The first part of the Care Act 2014 drew heavily on the Law Commission’s review of adult social care. The review began in 2007 and its initial terms of reference did not even refer to carers or the notion of wellbeing but both came to feature heavily in the Act, illustrating that the Commission actively listened, particularly to carers’ voices. Placing informal carers on an equal footing with people drawing on care and the right to a carer assessment were significant breakthroughs in the Act.
Peter's blog is part of a series of blogs reflecting on the 75th anniversary of the National Assistance Act. To read more of these, please visit our project page.
The key requirement in the Act on local authorities to promote an individual’s wellbeing also represented overdue recognition of the value of a ‘social care’ approach, exemplified brilliantly by Clenton Farquharson when he says, ‘The NHS saved my life; social care made my life.’ We also forget now that adult safeguarding, direct payments and personal control of your budget were all put on a legal footing by the Act that ‘levelled up’ practice nationwide. The Act was less groundbreaking when it came to providers. Its focus was to limit the risk of another major provider crash like that of Southern Cross in 2011. From today’s perspective, the Act tries to ‘manage’ rather than create the dynamic capability needed to shape and influence rapidly changing markets. While it created a regime for provider failure, we still haven’t defined the relationship between public money and prices, profits and company structures.
The second part of the Act was a response to recommendations of Andrew Dilnot Commission on the Funding of Care and Support. It would have brought in changes to the social care means test and a cap on individuals’ lifetime social care costs. However, in 2015, the Local Government Association (LGA) successfully lobbied government to defer the implementation of these measures, hoping to divert funding into the wider social care system. The LGA secured deferral but not extra money.
The postponement highlighted a key gap between the aims of the Care Act and the resources to support it. The courts have determined that a lack of resources cannot justify failure to meet eligibility for care but, as local authority resources have become tighter, any provision that falls outside the legal assessment of daily needs has become exposed to the harsh climate of resource scarcity.
'Successful prevention improves lives and increases value for money, yet it is left to councils’ discretion.'
One area that has continued to be underfunded is prevention. The Act’s emphasis on prevention isn’t an optional extra that is ‘good to have’ in a system. People must pay serious attention to prevention, supported by evidence-creating practice and curiosity. Successful prevention improves lives and increases value for money, yet it is left to councils’ discretion.
After dramatic reductions in council funding, the government now sees the new Care Quality Commission assurance regime as introducing accountability for how councils meet their Care Act duties. Other countries are more ambitious: Australia’s system engages in an actuarial assessment of need and the effectiveness of community prevention on demand for higher-level services. This seems to offer an effective partnership dynamic between central and local government. We need co-ordination of which options guide effective local delivery that builds capacity.
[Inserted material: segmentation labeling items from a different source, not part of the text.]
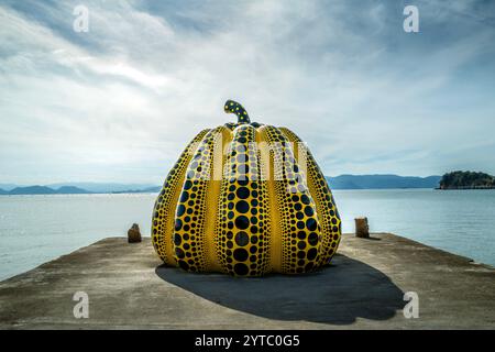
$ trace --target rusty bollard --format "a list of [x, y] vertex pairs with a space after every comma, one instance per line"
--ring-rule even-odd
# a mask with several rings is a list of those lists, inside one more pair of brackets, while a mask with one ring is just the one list
[[355, 218], [355, 237], [361, 239], [370, 238], [370, 226], [367, 224], [367, 218]]
[[133, 223], [132, 227], [129, 229], [128, 242], [129, 243], [141, 242], [141, 231], [140, 231], [140, 226], [138, 223]]

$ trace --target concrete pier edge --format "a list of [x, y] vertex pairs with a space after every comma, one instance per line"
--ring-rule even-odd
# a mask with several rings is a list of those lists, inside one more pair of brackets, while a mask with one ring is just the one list
[[[161, 264], [150, 238], [103, 239], [1, 282], [0, 328], [495, 328], [494, 267], [391, 233], [345, 234], [331, 265], [299, 276], [233, 278]], [[88, 318], [74, 315], [76, 293], [88, 297]], [[417, 318], [403, 311], [410, 293]]]

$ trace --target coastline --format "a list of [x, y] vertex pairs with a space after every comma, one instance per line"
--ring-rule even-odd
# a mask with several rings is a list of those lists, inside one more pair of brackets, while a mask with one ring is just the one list
[[[493, 329], [494, 278], [490, 265], [389, 233], [344, 234], [312, 274], [240, 279], [161, 266], [150, 238], [108, 238], [1, 282], [0, 328]], [[75, 292], [87, 292], [89, 319], [74, 318]], [[403, 316], [408, 292], [418, 319]]]

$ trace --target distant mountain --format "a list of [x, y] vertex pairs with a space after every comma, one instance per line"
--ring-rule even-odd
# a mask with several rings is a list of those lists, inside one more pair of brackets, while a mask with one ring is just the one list
[[55, 195], [56, 190], [46, 186], [15, 187], [9, 195]]
[[0, 189], [9, 191], [11, 189], [14, 189], [15, 187], [19, 187], [19, 185], [14, 184], [0, 184]]
[[[441, 179], [440, 176], [397, 175], [340, 175], [326, 176], [326, 178], [332, 189], [437, 188]], [[0, 195], [154, 194], [161, 189], [162, 186], [150, 184], [65, 183], [47, 186], [16, 186], [13, 189], [0, 187]]]
[[90, 194], [90, 191], [74, 187], [74, 186], [62, 186], [61, 188], [57, 188], [55, 190], [58, 195], [84, 195], [84, 194]]
[[485, 173], [452, 172], [442, 176], [440, 189], [492, 189], [495, 177]]
[[440, 176], [340, 175], [326, 177], [332, 189], [437, 188]]
[[143, 189], [127, 189], [127, 190], [119, 190], [119, 191], [112, 191], [112, 194], [155, 194], [162, 190], [162, 186], [153, 186], [147, 187]]
[[[111, 194], [111, 193], [127, 193], [129, 190], [143, 190], [152, 187], [156, 187], [156, 185], [151, 184], [117, 184], [117, 183], [58, 183], [46, 185], [51, 188], [59, 188], [59, 187], [78, 187], [86, 189], [87, 191], [95, 194]], [[2, 187], [0, 187], [2, 188]]]
[[[95, 188], [95, 187], [94, 187]], [[98, 187], [96, 187], [98, 188]], [[121, 187], [117, 187], [120, 189]], [[28, 187], [15, 187], [11, 190], [4, 190], [0, 188], [0, 196], [16, 196], [16, 195], [86, 195], [86, 194], [147, 194], [147, 193], [158, 193], [162, 189], [160, 186], [148, 186], [145, 188], [135, 189], [122, 189], [116, 191], [90, 191], [76, 186], [62, 186], [54, 188], [53, 185], [48, 186], [28, 186]]]

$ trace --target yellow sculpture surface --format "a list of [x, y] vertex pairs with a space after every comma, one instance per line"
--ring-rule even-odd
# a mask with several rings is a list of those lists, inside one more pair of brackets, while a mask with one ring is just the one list
[[201, 131], [165, 179], [152, 239], [168, 265], [237, 276], [299, 274], [330, 262], [341, 221], [311, 153], [285, 128], [238, 123]]

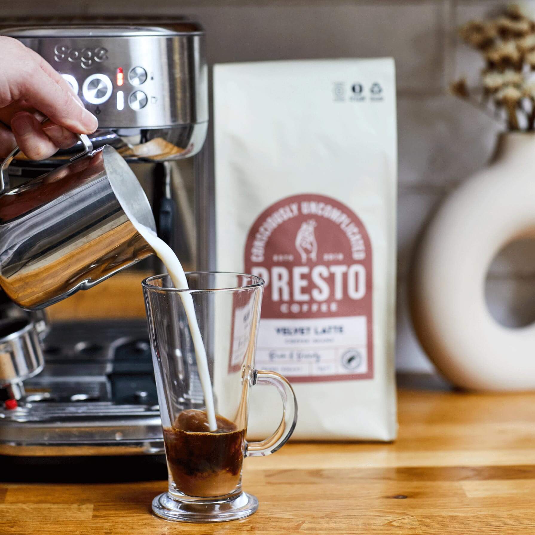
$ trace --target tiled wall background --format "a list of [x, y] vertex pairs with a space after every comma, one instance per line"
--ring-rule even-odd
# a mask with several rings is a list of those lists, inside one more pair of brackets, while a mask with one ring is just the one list
[[[535, 11], [535, 3], [531, 2]], [[406, 280], [415, 240], [460, 181], [484, 165], [501, 126], [448, 94], [448, 82], [477, 73], [477, 54], [456, 28], [502, 3], [465, 0], [55, 0], [0, 2], [0, 17], [27, 14], [184, 14], [202, 22], [211, 63], [271, 59], [392, 56], [398, 73], [399, 133], [398, 365], [432, 366], [412, 332]], [[508, 248], [486, 285], [502, 323], [535, 319], [535, 247]]]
For all the analysis of the troubled state of adult social care, the Care Act met the desire for legislation fit for 21st-century social care. Like many, I remain clear that the Care Act 2014 is a solid legal framework that has been let down by implementation. This has partly been about inadequate resourcing, but it’s also been about a failure to lead the system in new ways.
'If social care lacks definition, it’s because it’s dynamic.'
A passion for care and life has seen the vision of #socialcarefutures take root. If social care lacks definition, it’s because it’s dynamic. There is increasing agreement that social care will not be ‘fixed’ by one big policy and needs a programme of development that utilises its capability to deliver for our much-changed demography and expectations. Richard Humphries states that what is needed is not more top-down approaches to reform of care but a concerted attempt to work outwards and upwards from a community and personal level.
An invigorated partnership approach to how we want to use the capabilities of social care to reshape and redefine the social contract of today would bring people with lived experience to the table. Implementing the Care Act has shown the talents and imagination that stem from co-production. In Think Local, Act Personal, and local collaboration, we have seen how lived experience enhances policy. If we are serious about the Care Act principle of delivering for our wellbeing, then who better to judge delivery and inform the development of social care capability than those with direct experience?
It’s not time to walk away from the Care Act; instead, it’s time to invigorate it with the money and capabilities to deliver the modern social care system fit for the 21st century.